Au bord du Nil qui roulait ses eaux azurées à travers les prairies vertes et les champs d’épis blonds de la Shemâ, qui est la Haute-Égypte, sous l’ardent soleil que tempérait la fraîche respiration du fleuve, vivaient en une cellule de terre battue un vieux potier et sa potière qui se désolaient de n’avoir point d’enfant. L’absence d’un fils était le regret du potier; l’absence d’une fille, le regret de la potière. Ils disaient chaque jour:
Lui. « Je l’aurais appelé Psam, et je lui aurais montré à guider de ses doigts habiles l’argile qui s’élève sur le plateau en tourbillonnant. »

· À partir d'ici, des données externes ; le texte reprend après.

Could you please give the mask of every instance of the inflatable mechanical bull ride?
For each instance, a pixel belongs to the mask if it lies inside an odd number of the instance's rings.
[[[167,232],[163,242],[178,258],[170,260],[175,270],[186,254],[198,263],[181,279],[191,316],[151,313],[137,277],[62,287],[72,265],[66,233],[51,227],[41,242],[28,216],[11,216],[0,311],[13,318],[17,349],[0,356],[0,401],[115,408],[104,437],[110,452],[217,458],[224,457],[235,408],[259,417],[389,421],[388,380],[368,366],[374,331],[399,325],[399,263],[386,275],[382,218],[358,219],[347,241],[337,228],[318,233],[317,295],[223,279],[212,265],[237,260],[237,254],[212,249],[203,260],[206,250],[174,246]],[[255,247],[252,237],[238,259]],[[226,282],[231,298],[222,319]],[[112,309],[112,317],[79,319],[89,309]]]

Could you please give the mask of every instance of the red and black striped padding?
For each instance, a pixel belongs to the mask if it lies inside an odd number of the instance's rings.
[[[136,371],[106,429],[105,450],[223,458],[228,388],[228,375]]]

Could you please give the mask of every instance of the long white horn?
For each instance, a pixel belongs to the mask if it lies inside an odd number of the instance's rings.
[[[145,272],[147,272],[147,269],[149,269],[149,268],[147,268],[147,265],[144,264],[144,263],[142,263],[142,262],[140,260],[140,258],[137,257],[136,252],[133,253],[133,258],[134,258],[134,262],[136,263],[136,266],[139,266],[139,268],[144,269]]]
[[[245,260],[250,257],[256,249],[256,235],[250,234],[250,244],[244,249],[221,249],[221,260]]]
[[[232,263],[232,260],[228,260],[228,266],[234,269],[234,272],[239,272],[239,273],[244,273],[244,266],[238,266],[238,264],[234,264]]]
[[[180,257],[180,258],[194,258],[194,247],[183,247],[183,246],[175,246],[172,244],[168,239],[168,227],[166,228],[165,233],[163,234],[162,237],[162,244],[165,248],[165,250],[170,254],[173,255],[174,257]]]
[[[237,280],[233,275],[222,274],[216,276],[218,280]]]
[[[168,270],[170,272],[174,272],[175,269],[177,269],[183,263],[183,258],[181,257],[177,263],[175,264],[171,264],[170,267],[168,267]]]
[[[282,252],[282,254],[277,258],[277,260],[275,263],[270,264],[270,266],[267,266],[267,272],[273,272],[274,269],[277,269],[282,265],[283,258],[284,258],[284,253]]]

Elle. « Seshepenoupette je l’aurais nommée, et elle m’aurait aidée à laver le linge au bord d’Hâpi, dans les roseaux où crient les sarcelles. »

Et le potier d’ajouter
:
« Ô femme, sais-tu ce qu’elles crient, tes sarcelles
? Qu’il est encore temps pour elles, trop tard pour nous. Ainsi, mieux vaut n’en plus parler! »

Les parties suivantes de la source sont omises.